A deficiency can cause a host of unpleasant symptoms such as fatigue, lack of energy, muscle soreness, blood tension irregularity, confusion, and extreme fatigue. To maintain good health, it is important to keep your body in balance.

“Sodium plays one of the most important roles in the body,” Beata Rydyger (a registered nutritionist with Zen Nutrients) said that she is a clinical nutritional adviser to Zen Nutrients and a clinical nutritionist. “However, other electrolytes like potassium, magnesium, and calcium also play vital roles and thus require daily maintenance.”

Proper daily hydration can be vital for optimal health. However, excessive drinking can cause health problems and even lead to death.

“The kidneys release approximately a quart of fluid per hour,” Rydyger explained. “Excess amounts of water intake can lead to a condition known as hyponatremia (low blood sodium).”

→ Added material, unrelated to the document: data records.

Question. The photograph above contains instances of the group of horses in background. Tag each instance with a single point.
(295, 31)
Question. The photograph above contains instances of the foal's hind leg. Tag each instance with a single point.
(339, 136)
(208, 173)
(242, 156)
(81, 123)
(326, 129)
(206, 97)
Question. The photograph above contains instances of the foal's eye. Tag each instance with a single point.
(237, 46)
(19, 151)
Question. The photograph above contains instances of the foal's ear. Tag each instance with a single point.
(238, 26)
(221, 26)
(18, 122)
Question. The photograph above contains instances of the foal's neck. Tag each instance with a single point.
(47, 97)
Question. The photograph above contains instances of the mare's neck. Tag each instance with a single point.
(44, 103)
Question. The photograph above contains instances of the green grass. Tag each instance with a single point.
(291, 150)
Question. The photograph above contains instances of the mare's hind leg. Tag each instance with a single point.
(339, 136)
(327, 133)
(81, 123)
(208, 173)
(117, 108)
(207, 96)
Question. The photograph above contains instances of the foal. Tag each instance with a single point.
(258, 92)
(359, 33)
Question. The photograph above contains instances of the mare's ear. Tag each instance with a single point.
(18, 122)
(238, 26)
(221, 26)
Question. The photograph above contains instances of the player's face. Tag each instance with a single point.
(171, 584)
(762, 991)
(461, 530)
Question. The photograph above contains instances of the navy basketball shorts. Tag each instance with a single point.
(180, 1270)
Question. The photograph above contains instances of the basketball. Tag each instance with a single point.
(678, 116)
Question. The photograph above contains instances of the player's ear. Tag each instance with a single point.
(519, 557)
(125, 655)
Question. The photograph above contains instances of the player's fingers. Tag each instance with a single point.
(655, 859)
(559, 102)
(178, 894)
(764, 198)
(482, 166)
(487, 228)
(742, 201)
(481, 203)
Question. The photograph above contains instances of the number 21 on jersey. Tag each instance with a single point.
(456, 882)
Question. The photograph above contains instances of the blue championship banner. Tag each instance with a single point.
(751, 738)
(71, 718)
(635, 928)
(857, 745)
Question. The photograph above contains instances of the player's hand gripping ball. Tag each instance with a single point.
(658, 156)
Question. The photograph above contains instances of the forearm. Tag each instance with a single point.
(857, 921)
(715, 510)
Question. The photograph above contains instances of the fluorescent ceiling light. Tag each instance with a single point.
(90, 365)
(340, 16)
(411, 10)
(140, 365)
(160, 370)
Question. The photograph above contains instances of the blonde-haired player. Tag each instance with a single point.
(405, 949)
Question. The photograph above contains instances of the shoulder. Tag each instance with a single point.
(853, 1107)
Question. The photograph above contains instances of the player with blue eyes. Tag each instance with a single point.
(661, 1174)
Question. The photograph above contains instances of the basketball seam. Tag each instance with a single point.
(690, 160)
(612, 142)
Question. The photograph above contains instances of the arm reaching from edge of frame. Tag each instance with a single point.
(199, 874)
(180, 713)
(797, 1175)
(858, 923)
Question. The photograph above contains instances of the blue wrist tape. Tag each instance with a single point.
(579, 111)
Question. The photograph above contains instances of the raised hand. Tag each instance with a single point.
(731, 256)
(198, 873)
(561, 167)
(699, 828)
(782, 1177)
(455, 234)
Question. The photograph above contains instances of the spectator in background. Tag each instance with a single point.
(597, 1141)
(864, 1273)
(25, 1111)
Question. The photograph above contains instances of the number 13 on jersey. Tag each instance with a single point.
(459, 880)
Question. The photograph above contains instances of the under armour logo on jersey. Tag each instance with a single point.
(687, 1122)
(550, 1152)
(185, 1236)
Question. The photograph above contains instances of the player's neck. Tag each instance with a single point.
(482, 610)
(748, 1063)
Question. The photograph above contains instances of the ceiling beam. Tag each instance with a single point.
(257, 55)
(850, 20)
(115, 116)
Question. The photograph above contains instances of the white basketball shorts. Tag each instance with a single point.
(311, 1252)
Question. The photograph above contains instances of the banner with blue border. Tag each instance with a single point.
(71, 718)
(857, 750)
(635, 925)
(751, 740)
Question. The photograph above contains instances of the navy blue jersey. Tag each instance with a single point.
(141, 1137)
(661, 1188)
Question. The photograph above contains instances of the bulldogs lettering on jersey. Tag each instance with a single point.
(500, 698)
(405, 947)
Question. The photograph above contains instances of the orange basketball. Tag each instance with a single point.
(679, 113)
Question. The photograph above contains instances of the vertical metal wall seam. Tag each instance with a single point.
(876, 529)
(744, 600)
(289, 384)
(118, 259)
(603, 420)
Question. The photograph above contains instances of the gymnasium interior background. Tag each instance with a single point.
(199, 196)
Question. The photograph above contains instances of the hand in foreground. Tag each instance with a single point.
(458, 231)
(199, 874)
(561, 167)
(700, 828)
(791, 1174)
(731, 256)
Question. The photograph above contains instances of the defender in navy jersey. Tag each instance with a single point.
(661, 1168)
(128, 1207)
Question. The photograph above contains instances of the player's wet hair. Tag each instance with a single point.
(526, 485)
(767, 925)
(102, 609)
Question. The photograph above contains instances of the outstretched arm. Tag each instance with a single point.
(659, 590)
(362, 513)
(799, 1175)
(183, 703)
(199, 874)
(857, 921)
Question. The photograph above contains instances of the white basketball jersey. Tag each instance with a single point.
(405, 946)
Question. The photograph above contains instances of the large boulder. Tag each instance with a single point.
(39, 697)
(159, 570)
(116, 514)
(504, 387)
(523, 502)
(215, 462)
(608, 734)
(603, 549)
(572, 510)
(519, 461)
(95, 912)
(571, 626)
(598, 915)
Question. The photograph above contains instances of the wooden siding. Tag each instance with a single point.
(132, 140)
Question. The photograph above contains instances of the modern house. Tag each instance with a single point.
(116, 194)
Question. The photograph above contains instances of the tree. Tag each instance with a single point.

Drinking more than the kidneys are capable of eliminating causes sodium dilution, which is an essential electrolyte and can cause cells swelling and inflammation.

Symptoms of hyponatremia include headache, nausea, vomiting, and confusion—and in serious cases, seizures or death.

This risk can be increased by lifestyle factors such as exercise. [by causing excessive thirst]Rydyger cautioned.

Drinking Water May Decrease Biological Aging, But the Amount Matters

George Citroner is a health reporter at The Epoch Times.